Fantini Marco, Pandolfini Luca, Lisi Simonetta, Chirichella Michele, Arisi Ivan, Terrigno Marco, Goracci Martina, Cremisi Federico, Cattaneo Antonino
Bio@SNS Laboratory, Scuola Normale Superiore, Pisa, Italy.
European Brain Research Institute, Roma, Italy.
PLoS One. 2017 May 15;12(5):e0177574. doi: 10.1371/journal.pone.0177574. eCollection 2017.

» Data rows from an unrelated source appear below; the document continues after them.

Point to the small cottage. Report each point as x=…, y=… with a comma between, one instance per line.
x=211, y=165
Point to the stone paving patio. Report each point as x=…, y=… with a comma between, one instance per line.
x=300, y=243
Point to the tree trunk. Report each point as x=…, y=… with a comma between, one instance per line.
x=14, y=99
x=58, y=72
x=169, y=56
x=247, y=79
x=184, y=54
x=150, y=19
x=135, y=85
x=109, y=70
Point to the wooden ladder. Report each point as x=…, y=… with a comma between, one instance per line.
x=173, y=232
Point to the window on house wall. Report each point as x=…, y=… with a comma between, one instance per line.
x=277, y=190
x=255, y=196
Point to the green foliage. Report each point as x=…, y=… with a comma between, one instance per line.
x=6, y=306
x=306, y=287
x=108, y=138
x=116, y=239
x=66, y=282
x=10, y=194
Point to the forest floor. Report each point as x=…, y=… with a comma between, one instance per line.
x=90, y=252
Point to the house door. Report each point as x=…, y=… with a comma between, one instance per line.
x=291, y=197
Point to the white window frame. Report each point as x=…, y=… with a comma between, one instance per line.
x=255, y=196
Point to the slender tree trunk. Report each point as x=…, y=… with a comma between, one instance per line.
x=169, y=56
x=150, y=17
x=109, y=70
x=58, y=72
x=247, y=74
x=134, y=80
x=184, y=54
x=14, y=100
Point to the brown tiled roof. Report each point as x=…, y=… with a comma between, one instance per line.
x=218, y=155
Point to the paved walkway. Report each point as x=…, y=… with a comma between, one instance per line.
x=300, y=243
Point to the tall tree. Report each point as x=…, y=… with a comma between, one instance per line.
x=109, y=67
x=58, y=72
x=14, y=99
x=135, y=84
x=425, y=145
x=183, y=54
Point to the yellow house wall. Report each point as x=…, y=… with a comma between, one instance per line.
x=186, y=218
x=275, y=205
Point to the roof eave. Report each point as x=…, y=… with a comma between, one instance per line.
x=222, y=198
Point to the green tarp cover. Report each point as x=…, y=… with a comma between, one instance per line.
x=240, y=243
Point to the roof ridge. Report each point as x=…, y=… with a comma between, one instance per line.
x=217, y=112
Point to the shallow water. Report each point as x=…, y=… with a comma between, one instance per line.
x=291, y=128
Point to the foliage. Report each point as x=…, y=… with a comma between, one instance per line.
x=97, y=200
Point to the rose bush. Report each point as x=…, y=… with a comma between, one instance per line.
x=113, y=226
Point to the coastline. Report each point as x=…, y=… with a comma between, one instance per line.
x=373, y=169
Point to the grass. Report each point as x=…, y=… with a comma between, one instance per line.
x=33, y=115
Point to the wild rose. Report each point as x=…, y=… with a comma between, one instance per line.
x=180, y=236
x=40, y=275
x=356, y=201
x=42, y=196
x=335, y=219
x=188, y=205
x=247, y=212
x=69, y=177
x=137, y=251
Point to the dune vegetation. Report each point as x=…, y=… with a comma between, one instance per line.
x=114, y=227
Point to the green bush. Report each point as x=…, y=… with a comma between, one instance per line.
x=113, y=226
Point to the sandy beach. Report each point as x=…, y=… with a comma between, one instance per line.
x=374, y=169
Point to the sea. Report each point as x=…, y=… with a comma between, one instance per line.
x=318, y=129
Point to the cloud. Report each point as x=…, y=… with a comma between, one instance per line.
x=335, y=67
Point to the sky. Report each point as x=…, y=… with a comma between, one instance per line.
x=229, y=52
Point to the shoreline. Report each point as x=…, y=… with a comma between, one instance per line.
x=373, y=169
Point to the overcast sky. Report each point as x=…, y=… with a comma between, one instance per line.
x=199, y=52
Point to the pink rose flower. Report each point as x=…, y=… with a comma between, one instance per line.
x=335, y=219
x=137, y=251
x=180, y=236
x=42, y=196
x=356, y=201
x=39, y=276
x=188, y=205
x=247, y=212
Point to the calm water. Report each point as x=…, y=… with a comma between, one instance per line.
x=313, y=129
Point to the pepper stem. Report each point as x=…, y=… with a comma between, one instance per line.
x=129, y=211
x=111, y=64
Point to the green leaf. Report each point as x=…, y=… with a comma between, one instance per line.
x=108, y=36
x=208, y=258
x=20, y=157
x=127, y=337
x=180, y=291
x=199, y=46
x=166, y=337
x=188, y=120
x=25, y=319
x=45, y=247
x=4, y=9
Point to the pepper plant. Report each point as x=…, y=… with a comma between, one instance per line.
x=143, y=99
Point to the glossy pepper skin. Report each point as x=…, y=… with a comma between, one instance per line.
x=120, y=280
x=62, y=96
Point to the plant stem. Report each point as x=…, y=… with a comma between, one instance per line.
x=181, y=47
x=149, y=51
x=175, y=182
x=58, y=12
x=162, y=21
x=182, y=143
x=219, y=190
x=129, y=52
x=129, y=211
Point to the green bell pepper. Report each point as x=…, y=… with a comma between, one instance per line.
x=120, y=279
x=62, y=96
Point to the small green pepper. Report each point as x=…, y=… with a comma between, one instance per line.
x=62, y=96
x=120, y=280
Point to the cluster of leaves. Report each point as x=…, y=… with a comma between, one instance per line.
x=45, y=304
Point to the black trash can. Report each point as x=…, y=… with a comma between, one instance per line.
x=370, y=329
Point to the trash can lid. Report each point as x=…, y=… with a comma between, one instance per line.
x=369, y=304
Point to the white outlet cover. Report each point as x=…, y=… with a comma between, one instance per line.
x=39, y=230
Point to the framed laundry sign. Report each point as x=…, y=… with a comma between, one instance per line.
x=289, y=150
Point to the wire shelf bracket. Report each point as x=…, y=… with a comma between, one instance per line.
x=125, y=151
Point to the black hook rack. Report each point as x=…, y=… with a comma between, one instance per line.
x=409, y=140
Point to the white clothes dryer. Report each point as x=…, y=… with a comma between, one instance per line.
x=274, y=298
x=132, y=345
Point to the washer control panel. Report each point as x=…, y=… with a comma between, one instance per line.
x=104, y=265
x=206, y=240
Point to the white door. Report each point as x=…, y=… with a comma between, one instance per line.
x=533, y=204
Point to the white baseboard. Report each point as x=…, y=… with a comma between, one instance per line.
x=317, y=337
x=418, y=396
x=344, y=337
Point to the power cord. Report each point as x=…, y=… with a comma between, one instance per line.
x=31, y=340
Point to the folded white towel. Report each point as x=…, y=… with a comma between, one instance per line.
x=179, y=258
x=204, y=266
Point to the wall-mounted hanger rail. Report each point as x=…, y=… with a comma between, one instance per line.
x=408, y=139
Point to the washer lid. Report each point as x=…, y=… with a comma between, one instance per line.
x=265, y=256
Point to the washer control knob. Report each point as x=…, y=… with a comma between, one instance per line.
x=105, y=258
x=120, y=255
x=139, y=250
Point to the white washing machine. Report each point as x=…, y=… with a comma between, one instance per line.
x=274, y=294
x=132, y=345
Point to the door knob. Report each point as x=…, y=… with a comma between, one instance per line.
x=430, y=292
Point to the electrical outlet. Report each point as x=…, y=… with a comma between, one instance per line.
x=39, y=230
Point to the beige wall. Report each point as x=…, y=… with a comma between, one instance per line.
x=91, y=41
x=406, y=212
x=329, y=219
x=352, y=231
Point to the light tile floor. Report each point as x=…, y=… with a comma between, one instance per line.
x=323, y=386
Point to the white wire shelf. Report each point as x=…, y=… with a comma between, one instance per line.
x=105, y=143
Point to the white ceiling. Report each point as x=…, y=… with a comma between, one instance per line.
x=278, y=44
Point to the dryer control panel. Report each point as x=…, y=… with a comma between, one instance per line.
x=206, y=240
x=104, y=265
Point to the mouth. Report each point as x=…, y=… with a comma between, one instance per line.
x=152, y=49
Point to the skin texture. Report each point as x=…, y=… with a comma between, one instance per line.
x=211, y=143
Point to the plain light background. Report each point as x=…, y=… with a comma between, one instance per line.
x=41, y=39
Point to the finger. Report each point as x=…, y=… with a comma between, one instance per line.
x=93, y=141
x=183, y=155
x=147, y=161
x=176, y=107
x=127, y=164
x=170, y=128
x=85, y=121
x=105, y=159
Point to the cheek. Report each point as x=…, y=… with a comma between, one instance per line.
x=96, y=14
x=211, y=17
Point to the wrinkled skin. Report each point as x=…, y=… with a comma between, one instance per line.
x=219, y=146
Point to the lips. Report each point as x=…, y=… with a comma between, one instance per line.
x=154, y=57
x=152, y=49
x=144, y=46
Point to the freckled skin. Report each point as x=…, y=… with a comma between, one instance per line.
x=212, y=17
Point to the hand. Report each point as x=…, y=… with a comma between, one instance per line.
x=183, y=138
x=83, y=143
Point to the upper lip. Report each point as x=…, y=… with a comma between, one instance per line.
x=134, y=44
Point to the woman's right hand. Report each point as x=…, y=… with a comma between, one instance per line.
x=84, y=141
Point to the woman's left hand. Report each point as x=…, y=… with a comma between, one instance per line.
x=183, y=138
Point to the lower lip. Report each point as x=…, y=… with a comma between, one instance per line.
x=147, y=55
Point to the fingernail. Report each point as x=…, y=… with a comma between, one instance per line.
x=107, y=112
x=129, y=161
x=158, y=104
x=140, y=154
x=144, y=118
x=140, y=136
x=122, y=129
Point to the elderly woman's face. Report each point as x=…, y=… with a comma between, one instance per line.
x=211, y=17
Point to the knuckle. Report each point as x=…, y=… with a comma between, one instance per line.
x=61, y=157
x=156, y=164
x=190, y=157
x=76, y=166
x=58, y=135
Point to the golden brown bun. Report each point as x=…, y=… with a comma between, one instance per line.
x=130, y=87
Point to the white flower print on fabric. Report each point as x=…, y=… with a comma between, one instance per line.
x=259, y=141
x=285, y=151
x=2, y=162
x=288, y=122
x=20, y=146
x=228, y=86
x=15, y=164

Antibody libraries are important resources to derive antibodies to be used for a wide range of applications, from structural and functional studies to intracellular protein interference studies to developing new diagnostics and therapeutics. Whatever the goal, the key parameter for an antibody library is its complexity (also known as diversity), i.e. the number of distinct elements in the collection, which directly reflects the probability of finding in the library an antibody against a given antigen, of sufficiently high affinity. Quantitative evaluation of antibody library complexity and quality has been for a long time inadequately addressed, due to the high similarity and length of the sequences of the library. Complexity was usually inferred by the transformation efficiency and tested either by fingerprinting and/or sequencing of a few hundred random library elements. Inferring complexity from such a small sampling is, however, very rudimental and gives limited information about the real diversity, because complexity does not scale linearly with sample size. Next-generation sequencing (NGS) has opened new ways to tackle the antibody library complexity quality assessment. However, much remains to be done to fully exploit the potential of NGS for the quantitative analysis of antibody repertoires and to overcome current limitations. To obtain a more reliable antibody library complexity estimate here we show a new, PCR-free, NGS approach to sequence antibody libraries on Illumina platform, coupled to a new bioinformatic analysis and software (Diversity Estimator of Antibody Library, DEAL) that allows to reliably estimate the complexity, taking in consideration the sequencing error.
抗体文库是获取抗体的重要资源,这些抗体可用于广泛的应用,从结构和功能研究到细胞内蛋白质干扰研究,再到开发新的诊断方法和治疗方法。无论目标如何,抗体文库的关键参数是其复杂性(也称为多样性),即文库中不同元件的数量,这直接反映了在文库中找到针对给定抗原的具有足够高亲和力的抗体的概率。由于文库序列的高度相似性和长度,长期以来对抗体文库复杂性和质量的定量评估一直没有得到充分解决。复杂性通常通过转化效率来推断,并通过对几百个随机文库元件进行指纹识别和/或测序来测试。然而,从如此小的样本中推断复杂性是非常粗略的,并且关于实际多样性的信息有限,因为复杂性与样本大小并非线性相关。新一代测序(NGS)为解决抗体文库复杂性质量评估开辟了新途径。然而,要充分发挥NGS在抗体库定量分析方面的潜力并克服当前的局限性,仍有许多工作要做。为了获得更可靠的抗体文库复杂性估计,我们在此展示了一种新的、无需PCR的NGS方法,用于在Illumina平台上对抗体文库进行测序,并结合一种新的生物信息分析和软件(抗体文库多样性估计器,DEAL),该软件能够在考虑测序误差的情况下可靠地估计复杂性。